Memang belum ada jawaban paling tepat untuk menurunkan berat badan. Namun ini bisa dipelajari dari rekomendasi pola diet National Weight Control Registry di Amerika Serikat. Lembaga itu mengumpulkan ribuan data orang yang berhasil menurunkan berat badan lebih dari 13 kilogram dan tetap bertahan dalam berat ideal selama lebih dari lima tahun. Karakteristik pola makan mereka adalah rendah lemak serta asupan karbohidrat cukup tinggi tapi rendah kalori (1.3001.500 kkal/hari).

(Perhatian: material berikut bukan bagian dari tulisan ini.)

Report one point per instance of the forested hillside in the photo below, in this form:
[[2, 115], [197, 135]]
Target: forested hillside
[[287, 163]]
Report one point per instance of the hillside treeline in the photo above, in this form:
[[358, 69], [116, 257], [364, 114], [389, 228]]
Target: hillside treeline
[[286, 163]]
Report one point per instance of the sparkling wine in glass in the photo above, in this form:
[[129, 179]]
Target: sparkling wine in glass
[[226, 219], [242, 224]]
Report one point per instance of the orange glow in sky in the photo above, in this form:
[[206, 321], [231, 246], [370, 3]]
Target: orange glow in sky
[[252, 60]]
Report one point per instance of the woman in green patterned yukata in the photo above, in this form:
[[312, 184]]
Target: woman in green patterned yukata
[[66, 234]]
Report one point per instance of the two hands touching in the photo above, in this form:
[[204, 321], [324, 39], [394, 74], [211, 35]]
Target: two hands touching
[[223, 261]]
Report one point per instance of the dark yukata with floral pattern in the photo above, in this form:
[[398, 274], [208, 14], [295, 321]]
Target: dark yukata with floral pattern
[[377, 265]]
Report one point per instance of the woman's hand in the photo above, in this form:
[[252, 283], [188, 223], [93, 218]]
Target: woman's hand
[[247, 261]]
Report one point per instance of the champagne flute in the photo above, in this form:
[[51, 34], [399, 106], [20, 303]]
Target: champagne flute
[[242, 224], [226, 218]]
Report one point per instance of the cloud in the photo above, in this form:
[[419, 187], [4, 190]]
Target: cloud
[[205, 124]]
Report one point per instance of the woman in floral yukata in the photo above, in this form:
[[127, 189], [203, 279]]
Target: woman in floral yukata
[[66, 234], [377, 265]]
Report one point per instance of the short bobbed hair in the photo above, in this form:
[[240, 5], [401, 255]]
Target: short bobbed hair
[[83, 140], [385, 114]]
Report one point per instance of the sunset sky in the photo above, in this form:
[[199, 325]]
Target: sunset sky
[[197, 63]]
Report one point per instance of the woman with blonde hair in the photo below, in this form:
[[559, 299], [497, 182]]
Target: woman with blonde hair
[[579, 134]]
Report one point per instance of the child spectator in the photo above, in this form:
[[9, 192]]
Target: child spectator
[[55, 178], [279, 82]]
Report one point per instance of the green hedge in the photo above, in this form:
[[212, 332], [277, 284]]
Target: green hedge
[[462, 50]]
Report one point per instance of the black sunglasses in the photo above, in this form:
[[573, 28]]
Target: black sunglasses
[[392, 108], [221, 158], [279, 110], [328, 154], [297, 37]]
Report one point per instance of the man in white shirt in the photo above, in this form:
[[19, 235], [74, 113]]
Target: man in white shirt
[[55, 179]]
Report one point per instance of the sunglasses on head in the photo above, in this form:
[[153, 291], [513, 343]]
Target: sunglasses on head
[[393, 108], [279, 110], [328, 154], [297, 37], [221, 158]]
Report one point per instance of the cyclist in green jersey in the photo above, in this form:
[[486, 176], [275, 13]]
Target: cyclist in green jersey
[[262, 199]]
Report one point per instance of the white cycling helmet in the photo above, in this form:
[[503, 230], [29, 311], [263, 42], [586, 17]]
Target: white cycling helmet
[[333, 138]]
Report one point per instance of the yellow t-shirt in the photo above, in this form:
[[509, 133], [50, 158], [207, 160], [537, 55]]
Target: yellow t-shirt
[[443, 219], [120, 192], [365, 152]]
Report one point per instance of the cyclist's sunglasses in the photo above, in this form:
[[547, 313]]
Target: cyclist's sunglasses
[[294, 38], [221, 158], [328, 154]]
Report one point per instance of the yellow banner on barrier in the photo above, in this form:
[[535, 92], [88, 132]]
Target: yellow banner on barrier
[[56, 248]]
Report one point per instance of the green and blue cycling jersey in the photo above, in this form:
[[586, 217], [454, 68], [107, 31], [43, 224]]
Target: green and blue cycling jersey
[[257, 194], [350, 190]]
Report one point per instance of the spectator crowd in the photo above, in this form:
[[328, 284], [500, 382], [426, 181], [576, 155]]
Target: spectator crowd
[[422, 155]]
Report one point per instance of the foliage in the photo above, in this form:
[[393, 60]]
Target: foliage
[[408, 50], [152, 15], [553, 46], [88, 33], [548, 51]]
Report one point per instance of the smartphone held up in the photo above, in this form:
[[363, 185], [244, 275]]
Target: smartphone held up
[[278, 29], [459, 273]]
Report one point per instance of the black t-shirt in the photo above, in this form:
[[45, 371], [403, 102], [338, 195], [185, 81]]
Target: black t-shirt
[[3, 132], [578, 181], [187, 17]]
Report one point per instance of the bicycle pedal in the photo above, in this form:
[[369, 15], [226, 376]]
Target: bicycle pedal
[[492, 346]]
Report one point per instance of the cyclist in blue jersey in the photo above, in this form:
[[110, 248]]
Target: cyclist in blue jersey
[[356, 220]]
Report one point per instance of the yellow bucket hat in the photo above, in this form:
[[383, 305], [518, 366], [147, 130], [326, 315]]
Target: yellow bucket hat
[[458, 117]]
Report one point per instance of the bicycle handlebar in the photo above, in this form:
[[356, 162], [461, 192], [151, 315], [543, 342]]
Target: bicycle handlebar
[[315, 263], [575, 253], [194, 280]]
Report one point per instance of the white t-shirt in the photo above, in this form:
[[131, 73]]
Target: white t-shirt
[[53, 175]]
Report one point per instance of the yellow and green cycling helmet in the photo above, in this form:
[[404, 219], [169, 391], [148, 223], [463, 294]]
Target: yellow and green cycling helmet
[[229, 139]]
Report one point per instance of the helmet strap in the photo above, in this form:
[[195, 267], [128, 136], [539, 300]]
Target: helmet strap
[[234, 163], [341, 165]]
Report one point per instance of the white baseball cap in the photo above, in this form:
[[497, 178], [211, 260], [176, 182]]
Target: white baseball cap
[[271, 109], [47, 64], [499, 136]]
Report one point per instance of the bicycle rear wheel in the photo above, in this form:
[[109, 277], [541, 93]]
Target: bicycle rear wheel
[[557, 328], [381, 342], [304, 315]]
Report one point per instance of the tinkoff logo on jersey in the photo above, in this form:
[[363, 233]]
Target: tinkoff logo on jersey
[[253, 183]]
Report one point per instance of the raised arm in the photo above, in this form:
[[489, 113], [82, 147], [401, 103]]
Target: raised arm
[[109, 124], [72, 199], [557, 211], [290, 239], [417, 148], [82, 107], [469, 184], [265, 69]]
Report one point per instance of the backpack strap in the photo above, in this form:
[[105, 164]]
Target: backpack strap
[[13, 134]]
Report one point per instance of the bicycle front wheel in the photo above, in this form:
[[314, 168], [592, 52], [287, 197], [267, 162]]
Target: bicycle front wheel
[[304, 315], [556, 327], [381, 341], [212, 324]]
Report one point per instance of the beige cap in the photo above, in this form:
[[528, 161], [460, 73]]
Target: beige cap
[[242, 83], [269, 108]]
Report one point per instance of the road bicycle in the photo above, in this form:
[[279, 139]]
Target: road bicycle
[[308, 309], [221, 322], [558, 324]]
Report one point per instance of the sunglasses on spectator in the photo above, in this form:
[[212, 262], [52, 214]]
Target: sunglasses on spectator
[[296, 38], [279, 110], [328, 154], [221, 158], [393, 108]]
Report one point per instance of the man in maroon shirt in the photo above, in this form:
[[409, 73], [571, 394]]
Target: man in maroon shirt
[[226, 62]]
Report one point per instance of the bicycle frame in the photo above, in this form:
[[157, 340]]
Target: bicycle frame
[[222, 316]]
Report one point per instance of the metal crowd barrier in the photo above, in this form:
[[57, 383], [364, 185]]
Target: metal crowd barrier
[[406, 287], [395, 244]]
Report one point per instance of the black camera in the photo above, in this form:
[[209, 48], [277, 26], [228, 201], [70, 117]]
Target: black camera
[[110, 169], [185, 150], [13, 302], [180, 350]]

Untuk mempermudah perhitungan asupan, menurut Ari dan Iwan, porsinya dikurangi dari yang biasa. "Jika biasanya tiap makan satu porsi, kurangi sepertiganya, begitu juga camilan," kata Ari. Mayoritas anggota yang terdaftar dalam National Weight Control Registry memiliki kebiasaan makan pagi rutin, memantau berat badan sendiri secara berkala, serta berolahraga. Pokoknya, tidak ada cara instan yang sehat dalam menurunkan berat badan.
Efek Pelangsing
Menurut dokter ahli penyakit dalam Ari Fahrial Syam, obat pelangsing biasanya merupakan obat penyakit lain yang punya efek samping mengurangi berat badan.
Obat digitalis
Jenis obat jantung yang bisa menurunkan berat badan, sehingga sering disalahgunakan. Lama-kelamaan pemakai bisa menderita anoreksia, yaitu keadaan saraf di otak yang menekan atau menghilangkan nafsu makan. Orang biasanya mengalami demam tinggi.
Obat antispasmodik
Membuat perut kembung seakan kenyang dan jadi merasa malas makan. Tubuh pun lemas dan tidak berenergi, membuat malas beraktivitas.
Obat pencahar
Bersifat laksatif atau menguras perut, kerap digunakan untuk menurunkan berat badan. Padahal, jika digunakan tidak tepat, akan berbahaya karena dapat mengakibatkan dehidrasi hingga infeksi pencernaan. Penggunaan obat pelangsing yang bersifat pencahar ini dapat menyebabkan usus bereaksi lebih aktif menyerap makanan. Makanan yang dikonsumsi cepat dibuang sebelum diserap. Bisa menyebabkan juga kekurangan gizi (malnutrisi). Akibatnya, bila konsumsi obat ini dihentikan, tubuh makin bertambah gemuk karena usus jadi lebih efisien dalam menyerap makanan.
Obat diuretik
Obat yang menimbulkan keinginan seseorang untuk sering berkemih. Berat badan memang turun sesuai dengan keinginan. Namun cairan tubuh yang keluar juga berlebih. Ancamannya bukan hanya dehidrasi. Elektrolit tubuh juga hilang sehingga mengakibatkan kerja ginjal dan jantung terganggu.
Obat-obatan lain
Obat yang bersifat memacu pembakaran kalori dapat merangsang kerja jantung, sehingga menimbulkan gangguan pada jantung.